Der Protest gegen die geplante EU-Reform des Urheber*innenrechts dauert an. In verschiedenen Städten waren Tausende auf den Straßen.

Tausende „Bots“ waren auch in Köln unterwegs – Protestveranstaltung Anfang März in Berlin Foto: Imago / Ipon

Köln taz | Seit Wochen gehen tausende Menschen gegen eine geplante EU-Reform auf die Straße, die das Internet verändern könnte. In Berlin, Köln, München, Würzburg, Leipzig, Hamburg: bundesweit. Manchmal mehrmals die Woche.

Auch in Köln ist es an diesem Samstag wieder soweit. Das Ziel der Protestierenden: Die Reform zu verhindern. Dabei seien sie nicht gegen Urheber*innenrecht allgemein, betonen alle, die sich äußern. Besonders Künstler*innen müssten besser geschützt werden.

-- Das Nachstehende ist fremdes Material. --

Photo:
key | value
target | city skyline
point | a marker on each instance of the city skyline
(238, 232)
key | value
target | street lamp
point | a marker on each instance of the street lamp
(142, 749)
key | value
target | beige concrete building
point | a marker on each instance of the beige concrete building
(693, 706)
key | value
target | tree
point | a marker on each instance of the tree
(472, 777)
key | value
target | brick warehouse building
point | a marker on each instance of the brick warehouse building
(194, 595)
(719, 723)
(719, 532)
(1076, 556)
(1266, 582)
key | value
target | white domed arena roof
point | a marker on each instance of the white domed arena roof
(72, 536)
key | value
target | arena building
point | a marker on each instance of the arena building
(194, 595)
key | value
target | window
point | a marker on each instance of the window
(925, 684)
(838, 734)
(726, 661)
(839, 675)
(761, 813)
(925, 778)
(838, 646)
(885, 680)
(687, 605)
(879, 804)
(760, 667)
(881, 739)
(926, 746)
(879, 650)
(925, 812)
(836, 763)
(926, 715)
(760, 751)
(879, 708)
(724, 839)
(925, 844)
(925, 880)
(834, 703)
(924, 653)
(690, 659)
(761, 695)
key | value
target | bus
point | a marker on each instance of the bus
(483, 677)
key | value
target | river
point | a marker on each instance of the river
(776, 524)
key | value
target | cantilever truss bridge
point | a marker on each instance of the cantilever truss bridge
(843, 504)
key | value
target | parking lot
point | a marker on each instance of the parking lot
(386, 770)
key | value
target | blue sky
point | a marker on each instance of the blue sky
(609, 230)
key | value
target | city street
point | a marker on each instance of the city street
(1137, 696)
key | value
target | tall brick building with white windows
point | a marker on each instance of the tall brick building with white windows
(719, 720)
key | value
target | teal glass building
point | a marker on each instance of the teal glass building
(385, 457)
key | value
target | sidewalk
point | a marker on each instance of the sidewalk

Aber so, wie die Reform geplant sei, erreiche sie eben genau das nicht. Sondern das Gegenteil. Der Vorwurf: Lobbyismus durch große Verlage.

„Unsere Freiheit wird eingeschränkt durch einen Uploadfilter, der zwangsläufig kommen muss. Das haben Experten schon gesagt“, sagt Juki. Sie gehört zu den etwa 400 Menschen, die in Köln diesen Samstag bei Regen demonstrieren. Juki ist 21 Jahre alt und zum zweiten Mal auf einer Demo.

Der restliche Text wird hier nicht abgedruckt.